ICI S'AIMERENT
Rue Larrey vécurent et passèrent deux prix Nobel et l'un des artistes les plus commentés du XXe siècle. Pendant plus de vingt ans, au 7e étage, l'insaisissable Marcel Duchamp loua un petit deux-pièces décoré par Picabia où il tirait sur sa pipe, préparait ses parties d'échecs, et recevait ses amours d'un soir, sous son grand manteau en fourrure.
Au 5e étage, Paul Langevin, le physicien de génie, le fondateur de la Ligue anti-fasciste, y reçut le tout-Paris scientifique, les premiers résistants, mais aussi, à l'abri des regards et pas hélas des ragots, une Marie Curie qui dévalait de son labo rue d'Ulm jusqu'à la rue Larrey pour retrouver son amant. On chanta rue Larrey, on donna des bals masqués, on dansa et s'enivra d'alcools forts.
On s'aima y compris durant ce mariage de quatre mois auquel s'était résolu Duchamp, en 1926, avant de divorcer sans drame. On y fut heureux malgré ces lettres postées d'Auschwitz et la mort tragique du gendre de Langevin, fusillé au Mont Valérien. On y espéra, à raison, le retour de Bernard, le fils de 17 ans cueilli dans sa chambre par la police de Vichy, entre deux cours au lycée Henri IV. Joyeux bastringue.
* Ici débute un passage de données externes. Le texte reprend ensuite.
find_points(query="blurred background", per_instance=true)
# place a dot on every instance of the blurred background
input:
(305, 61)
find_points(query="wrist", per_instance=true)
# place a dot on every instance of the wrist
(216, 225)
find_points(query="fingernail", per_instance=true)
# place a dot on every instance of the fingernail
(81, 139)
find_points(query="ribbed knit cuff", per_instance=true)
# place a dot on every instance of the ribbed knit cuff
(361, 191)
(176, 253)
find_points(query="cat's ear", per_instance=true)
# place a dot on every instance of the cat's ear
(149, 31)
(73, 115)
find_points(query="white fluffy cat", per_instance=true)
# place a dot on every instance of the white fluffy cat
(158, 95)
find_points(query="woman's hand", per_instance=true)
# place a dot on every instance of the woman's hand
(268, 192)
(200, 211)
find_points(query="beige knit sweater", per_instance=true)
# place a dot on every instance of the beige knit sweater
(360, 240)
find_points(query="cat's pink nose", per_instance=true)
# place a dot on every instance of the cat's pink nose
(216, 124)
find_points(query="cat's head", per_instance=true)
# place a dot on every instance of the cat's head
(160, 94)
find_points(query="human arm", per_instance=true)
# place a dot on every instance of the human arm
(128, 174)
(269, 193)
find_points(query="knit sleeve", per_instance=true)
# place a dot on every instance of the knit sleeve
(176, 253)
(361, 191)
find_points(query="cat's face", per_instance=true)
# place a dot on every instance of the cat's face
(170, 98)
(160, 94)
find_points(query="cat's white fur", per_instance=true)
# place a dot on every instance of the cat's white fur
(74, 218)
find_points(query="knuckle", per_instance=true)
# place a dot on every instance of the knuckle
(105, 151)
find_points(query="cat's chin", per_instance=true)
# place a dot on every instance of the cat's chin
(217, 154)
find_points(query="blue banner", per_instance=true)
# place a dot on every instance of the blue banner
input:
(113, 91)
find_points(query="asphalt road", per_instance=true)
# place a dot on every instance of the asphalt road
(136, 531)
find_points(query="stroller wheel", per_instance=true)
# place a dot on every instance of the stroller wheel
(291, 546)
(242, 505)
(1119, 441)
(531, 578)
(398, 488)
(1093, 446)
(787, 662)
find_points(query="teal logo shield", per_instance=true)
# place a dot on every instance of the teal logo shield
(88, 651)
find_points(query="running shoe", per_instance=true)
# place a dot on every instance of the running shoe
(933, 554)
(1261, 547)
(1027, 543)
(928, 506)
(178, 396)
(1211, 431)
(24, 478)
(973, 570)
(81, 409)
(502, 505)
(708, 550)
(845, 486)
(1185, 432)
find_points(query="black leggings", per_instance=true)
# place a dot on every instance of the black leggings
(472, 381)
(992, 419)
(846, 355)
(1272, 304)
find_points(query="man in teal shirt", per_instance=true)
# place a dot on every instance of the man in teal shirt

Dans les escaliers se croisaient Man Ray, Brancusi ou Henri-Pierre Roché, le père de Jules et Jim venu à pied de chez lui, 99 boulevard Arago : défilé de fantômes gais dédaignant l'argent mais raffolant de Montparnasse, de Kiki et du Dôme, vénérant les grandes tablées du Boeuf sur le toit et cultivant l'amitié oisive.